Lui è il mio terzo fratello, io con lui mi sento a casa. E la cosa più bella è stata bere assieme. Perché non si poteva mica far bere un fratello di 14 anni. No. Ma uno di 44, che oggi è più alto di me, assolutamente sì. Abbiamo brindato, faceva caldo, tanto caldo. Abbiamo fatto un barbecue. Beh, in realtà l’ha fatto lui. Abbiamo mangiato cose che ho cucinato io, abbiamo messo insieme le nostre terre e i loro prodotti. Abbiamo sentito qualcosa di forte, di emozionante, di strano. Perché, davvero, non si può spiegare come un sentimento tanto intenso possa essere nato in così poco tempo.

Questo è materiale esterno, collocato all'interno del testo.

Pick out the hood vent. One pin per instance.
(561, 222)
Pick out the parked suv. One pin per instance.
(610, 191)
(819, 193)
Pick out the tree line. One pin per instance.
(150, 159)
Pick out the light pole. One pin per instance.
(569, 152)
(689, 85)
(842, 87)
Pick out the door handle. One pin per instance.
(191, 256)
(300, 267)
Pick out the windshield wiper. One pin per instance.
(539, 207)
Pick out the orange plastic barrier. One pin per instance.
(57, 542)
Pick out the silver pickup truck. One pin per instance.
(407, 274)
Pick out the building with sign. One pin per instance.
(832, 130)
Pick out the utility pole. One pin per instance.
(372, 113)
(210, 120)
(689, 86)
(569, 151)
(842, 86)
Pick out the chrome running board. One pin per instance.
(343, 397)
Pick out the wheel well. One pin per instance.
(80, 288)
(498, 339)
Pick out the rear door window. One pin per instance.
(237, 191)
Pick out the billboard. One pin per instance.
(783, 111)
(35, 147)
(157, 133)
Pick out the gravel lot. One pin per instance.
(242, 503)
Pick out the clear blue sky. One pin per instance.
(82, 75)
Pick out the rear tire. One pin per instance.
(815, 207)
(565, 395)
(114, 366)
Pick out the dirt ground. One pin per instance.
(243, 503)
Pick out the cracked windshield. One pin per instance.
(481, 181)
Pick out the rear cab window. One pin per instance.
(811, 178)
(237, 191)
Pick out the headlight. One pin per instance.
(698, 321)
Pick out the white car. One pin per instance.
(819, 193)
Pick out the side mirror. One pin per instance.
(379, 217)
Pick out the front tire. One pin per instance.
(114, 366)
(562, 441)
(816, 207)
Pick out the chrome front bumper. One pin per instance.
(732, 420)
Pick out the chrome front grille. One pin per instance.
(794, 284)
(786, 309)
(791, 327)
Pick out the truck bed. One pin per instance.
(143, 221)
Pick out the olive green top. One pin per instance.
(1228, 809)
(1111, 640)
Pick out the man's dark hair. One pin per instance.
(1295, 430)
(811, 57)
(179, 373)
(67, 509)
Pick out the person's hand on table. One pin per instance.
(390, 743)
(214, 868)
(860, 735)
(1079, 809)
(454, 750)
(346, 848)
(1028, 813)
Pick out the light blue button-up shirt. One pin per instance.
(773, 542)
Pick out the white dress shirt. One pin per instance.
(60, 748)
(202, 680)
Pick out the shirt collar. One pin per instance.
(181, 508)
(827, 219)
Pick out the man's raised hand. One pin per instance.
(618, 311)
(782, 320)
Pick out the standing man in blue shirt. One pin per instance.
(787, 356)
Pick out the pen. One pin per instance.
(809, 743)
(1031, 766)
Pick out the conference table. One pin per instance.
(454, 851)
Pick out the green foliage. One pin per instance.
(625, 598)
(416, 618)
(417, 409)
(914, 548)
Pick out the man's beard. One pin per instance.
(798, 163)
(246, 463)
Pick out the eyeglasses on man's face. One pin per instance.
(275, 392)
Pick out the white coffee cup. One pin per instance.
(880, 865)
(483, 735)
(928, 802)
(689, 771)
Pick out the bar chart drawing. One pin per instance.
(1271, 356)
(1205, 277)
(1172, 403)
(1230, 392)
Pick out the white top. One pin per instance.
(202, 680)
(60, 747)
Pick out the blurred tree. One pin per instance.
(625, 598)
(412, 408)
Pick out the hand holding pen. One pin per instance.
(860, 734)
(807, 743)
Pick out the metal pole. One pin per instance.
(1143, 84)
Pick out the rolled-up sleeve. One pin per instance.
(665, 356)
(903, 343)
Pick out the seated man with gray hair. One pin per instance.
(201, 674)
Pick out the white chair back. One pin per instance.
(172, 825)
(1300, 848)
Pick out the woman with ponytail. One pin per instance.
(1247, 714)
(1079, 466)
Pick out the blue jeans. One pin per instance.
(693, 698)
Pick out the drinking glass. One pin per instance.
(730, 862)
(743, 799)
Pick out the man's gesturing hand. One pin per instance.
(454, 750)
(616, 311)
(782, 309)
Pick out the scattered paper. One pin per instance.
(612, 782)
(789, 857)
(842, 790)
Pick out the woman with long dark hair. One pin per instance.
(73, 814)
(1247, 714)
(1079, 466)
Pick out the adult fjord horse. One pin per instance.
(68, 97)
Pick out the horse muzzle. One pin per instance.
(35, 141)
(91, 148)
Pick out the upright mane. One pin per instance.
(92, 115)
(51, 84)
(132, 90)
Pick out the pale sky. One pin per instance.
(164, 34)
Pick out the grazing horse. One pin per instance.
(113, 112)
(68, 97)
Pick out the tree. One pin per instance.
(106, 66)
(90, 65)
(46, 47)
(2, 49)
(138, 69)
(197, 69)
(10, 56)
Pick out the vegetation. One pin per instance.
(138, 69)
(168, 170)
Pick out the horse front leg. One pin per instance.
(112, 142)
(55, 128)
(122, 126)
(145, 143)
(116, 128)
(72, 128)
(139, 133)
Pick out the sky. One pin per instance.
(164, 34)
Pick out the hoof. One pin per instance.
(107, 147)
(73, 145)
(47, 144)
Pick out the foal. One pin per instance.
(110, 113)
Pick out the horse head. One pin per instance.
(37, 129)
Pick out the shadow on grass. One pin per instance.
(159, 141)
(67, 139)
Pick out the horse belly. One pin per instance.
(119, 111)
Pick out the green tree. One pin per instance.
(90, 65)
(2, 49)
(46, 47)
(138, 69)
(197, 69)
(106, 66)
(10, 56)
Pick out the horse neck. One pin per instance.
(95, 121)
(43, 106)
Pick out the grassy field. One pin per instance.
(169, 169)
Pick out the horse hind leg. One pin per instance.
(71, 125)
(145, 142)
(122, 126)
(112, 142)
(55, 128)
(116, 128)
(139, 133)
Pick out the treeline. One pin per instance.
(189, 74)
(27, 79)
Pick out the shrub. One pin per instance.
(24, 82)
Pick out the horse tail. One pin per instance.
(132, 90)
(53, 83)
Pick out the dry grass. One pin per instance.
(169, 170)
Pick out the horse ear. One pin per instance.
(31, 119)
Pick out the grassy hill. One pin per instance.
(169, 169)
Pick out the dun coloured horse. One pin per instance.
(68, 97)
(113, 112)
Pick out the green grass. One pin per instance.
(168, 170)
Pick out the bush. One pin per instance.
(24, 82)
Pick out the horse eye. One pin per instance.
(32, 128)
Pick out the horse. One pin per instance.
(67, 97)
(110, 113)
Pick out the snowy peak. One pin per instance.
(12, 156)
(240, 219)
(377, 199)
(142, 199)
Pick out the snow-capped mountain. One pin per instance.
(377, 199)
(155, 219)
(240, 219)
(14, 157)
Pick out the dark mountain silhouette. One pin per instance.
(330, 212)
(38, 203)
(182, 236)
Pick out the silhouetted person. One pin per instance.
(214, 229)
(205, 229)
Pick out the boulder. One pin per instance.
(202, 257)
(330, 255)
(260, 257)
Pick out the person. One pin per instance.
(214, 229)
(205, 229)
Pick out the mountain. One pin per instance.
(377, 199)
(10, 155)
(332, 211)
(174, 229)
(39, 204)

Bevi con me, fratello mio, e portami di nuovo in campagna per salire su un trattore. Ma stavolta lo guidiamo, perché ormai siamo ragazzini cresciuti e possiamo fare quello che ci pare. Liberi, sempre, splendenti, sempre.
Dimenticavo: quel cappello dei Celtics io ho provato a nasconderlo, nel 1991, sotto il suo letto, perché lui lo adorava e io volevo che lui potesse avere quelle belle sensazioni che il cappellino aveva dato a me. Però lui lo ha trovato e me lo ha riportato subito prima che io partissi.
L’ho conservato con me per tanto tempo, e ora il cappello dei Celtics è dove deve essere. Conservalo per me, fratello mio, e se sarà il caso dallo a un tuo nipote quando ci sarà e fallo contento. Come me, come te. Io, intanto, ti aspetto a casa.